Here are a couple of illustrative figures. Across the OECD countries, about 17% of workers belong to a union. As the report notes: "Trade union density has been declining steadily in most OECD and accession countries over the last three decades (Figure 4.2). Only Iceland, Belgium, and Spain have experienced a (very) small increase in trade union density since 1985 ..." In each of the panels, the solid black line is the overall OECD average, for ease of comparison.
The distinction between these figures should make the point that a number of countries have rules which in some cases require that firms pay non-union workers similarly to union workers. Conversely, many of the same countries also have a raft of possible exceptions to these rules. The OECD chapter provides a more detailed discussion of these ins and outs. But several overall patterns seem clear.
1) Labor union power is weaker just about everywhere.
2) The extent of labor union power varies considerably across countries, many of which have roughly similar income levels. This pattern suggests that existence of unions, one way or another, may be less important for economic outcomes than the way in which those unions function. The chapter notes the importance of "peaceful and cooperative industrial relations," which can emerge--or not--from varying patterns of unionization.
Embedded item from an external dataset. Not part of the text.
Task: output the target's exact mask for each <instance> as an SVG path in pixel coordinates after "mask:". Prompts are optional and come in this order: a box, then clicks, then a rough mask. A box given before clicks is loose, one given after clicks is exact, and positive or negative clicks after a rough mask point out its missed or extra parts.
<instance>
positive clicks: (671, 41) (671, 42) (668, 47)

3) In the next few decades, the big-picture question for union workers, and indeed for all workers, is how to adjust their workplace skills and tasks so that they remain valued contributors in an economy characterized by new technologies and global ties. Workers need political representation--whether in the form of unions or in some other form--that goes beyond arguing for near-term pay raises, and considers the difficult problem of how to raise the chances for sustained pay raises and secure jobs into the future.